1911 Encyclopædia Britannica/Anachronism
ANACHRONISM (from ἀνά, back, and χρόνος, time), a neglect or falsification, whether wilful or undesigned, of chronological relation. Its commonest use restricts it to the ante-dating of events, circumstances or customs; in other words, to the introduction, especially in works of imagination that rest on a historical basis, of details borrowed from a later age. Anachronisms may be committed in many ways, originating, for instance, in disregard of the different modes of life and thought that characterize different periods, or in ignorance of the progress of the arts and sciences and the other ascertained facts of history, and may vary from glaring inconsistency to scarcely perceptible misrepresentation. Much of the thought entertained about the past is so deficient in historical perspective as to be little better than a continuous anachronism. It is only since the close of the 18th century that this kind of untruthfulness has jarred on the general intelligence. Anachronisms abound in the works of Raphael and Shakespeare, as well as in those of the meanest daubers and playwrights of earlier times.

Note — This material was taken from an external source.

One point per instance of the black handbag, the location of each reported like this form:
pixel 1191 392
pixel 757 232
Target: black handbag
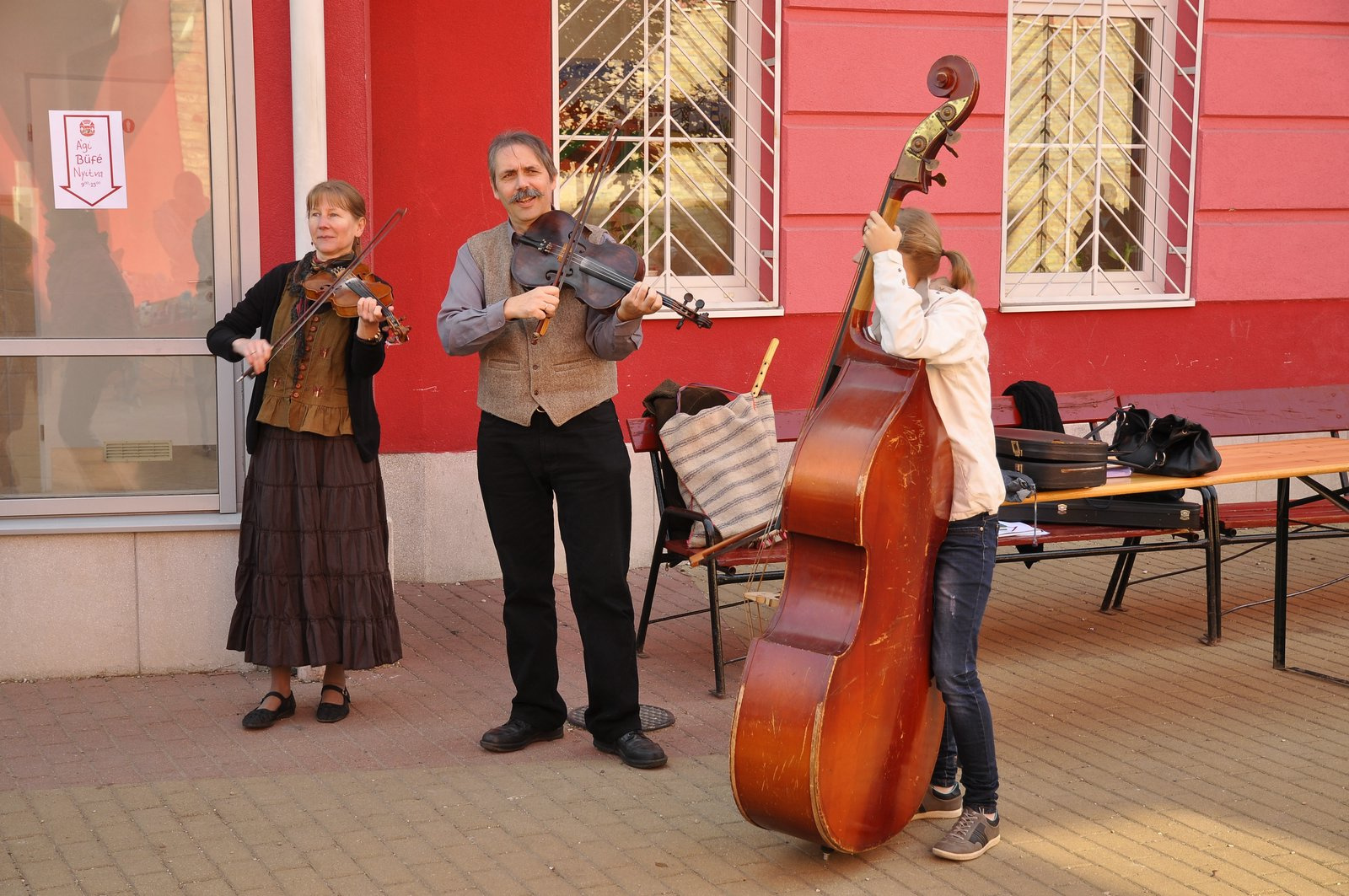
pixel 1162 446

In particular, the artists, on the stage and on the canvas, in story and in song, assimilated their dramatis personae to their own nationality and their own time. The Virgin was represented here as an Italian contadina, and there as a Flemish frow; Alexander the Great appeared on the French stage in the full costume of Louis XIV. down to the time of Voltaire; and in England the contemporaries of Addison could behold, without any suspicion of burlesque,
“Cato’s long wig, flower’d gown, and lacquer’d chair.”
Modern realism, the progress of archaeological research, and the more scientific spirit of history, have made an anachronism an offence, where our ancestors saw none.